From restricting air travel to squeezing natural gas supplies, Russia has begun to level threats that could hurt its own economy far worse than the outside world.
Prime minister Dmitry Medvedev has again threatened to cut off his country’s air space to western airlines is Europe proceeds with new sanctions. That was an escalation from a month ago, when he threatened only to cut off Siberian air space.
By one estimate, it would cost European airlines alone up to $200 million a year to fly around Russia en route to Asia. But tit-for-tat tactics can become expensive if carried to their logical extremes: Russia’s cost would be substantially higher when you add lost air transit fees ($170 million last year) and the price if the West retaliates by forcing Russian airlines to avoid Europe.
Meanwhile, Aeroflot has already suffered from the Russian invasion of Ukraine—its shares have plunged by 34% since the annexation of the Crimean peninsula on Feb. 27.
Moscow is also threatening to reduce (paywall) shipments of natural gas to Europe should it proceed with plans to re-export its own Russian supplies to Ukraine. Russia cut off gas to Ukraine in February in a price dispute. Ukraine says it has almost enough gas in storage to last the winter, and last week, Slovakia—a customer of Russia’s Gazprom—opened a pipeline to Ukraine, to help make up the rest of Kyiv’s needs. Poland and Hungary may re-export Gazprom gas to Ukraine as well.

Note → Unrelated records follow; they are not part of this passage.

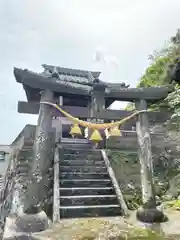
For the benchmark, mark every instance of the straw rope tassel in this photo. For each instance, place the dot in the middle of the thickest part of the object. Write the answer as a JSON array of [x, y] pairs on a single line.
[[75, 130], [96, 136], [115, 132]]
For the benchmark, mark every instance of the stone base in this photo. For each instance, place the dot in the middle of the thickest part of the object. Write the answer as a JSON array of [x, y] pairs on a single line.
[[23, 226], [150, 215]]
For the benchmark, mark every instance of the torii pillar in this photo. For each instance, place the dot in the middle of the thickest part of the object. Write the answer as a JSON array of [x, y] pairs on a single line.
[[148, 212]]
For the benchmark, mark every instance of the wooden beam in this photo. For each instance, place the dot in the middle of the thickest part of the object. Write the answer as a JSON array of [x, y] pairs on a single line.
[[83, 112], [38, 81], [133, 94]]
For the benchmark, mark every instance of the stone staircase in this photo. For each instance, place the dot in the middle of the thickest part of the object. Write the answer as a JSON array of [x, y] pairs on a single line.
[[86, 189]]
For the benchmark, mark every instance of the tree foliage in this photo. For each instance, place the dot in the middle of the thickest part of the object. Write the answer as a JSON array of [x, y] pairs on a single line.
[[159, 74]]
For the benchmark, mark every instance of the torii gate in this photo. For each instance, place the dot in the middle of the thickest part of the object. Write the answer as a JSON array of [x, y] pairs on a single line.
[[97, 94]]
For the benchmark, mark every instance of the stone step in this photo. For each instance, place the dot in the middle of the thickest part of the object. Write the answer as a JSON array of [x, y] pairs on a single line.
[[83, 155], [88, 200], [79, 146], [81, 162], [80, 150], [80, 175], [90, 211], [74, 191], [85, 183], [83, 169]]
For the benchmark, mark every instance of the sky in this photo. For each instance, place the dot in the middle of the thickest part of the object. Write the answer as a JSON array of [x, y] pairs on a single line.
[[68, 33]]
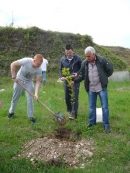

If Russia carries through with its threat, it would be going up against a Europe that is already steeled for a cutoff. EU gas storage facilities are between 89% and 92% full. That does not mean that Europe is impervious to a gas cutoff this winter, but it does suggest that it is far less vulnerable than Russia’s previous such moves in 2006 and 2009.
And how is Gazprom itself doing? Not so well. As we’ve written, its profits plunged 38% in the first half of the year. Its shares trade near the lowest among its major emerging market peers. Gazprom, which sends 75% of its exports to Europe, would suffer a body blow if a cutoff to Europe is sustained. That would hurt the Russian budget as well: Gazprom provides about 5% of the government’s income.
Then there is oil: Another 45% of Russia’s budget comes from oil exports, the biggest source of which is state-controlled Rosneft. And Rosneft is also in long-range trouble. Western sanctions to date—constraining Rosneft’s access to financing and advanced oilfield technology—have clamped the company in a cash squeeze. It still churns out billions of dollars a year, but it also has about $55 billion in debt on its books, plus steep bills for Arctic and Siberian drilling projects that it hopes will boost its annual oil production by a third—to 6.4 million barrels a day—by 2020.
Last month, Rosneft had to go to the Russian government to ask for $42 billion to tide it over. It cannot rely fully on its oil sales because it has already pledged 800,000 barrels of daily production—16% of its approximately 5 million barrels—to China and Swiss-based trading companies in exchange for cash, Bernstein’s Teng Ben tells Quartz.
In the case of China National Petroleum Corp., that oil has to be delivered for the next 25 years; for Vitol and Glencore, the debt goes on for just five years. But, when Rosneft returned (paywall) for $2 billion more in cash a couple of weeks ago, Vitol said no because of the sanctions.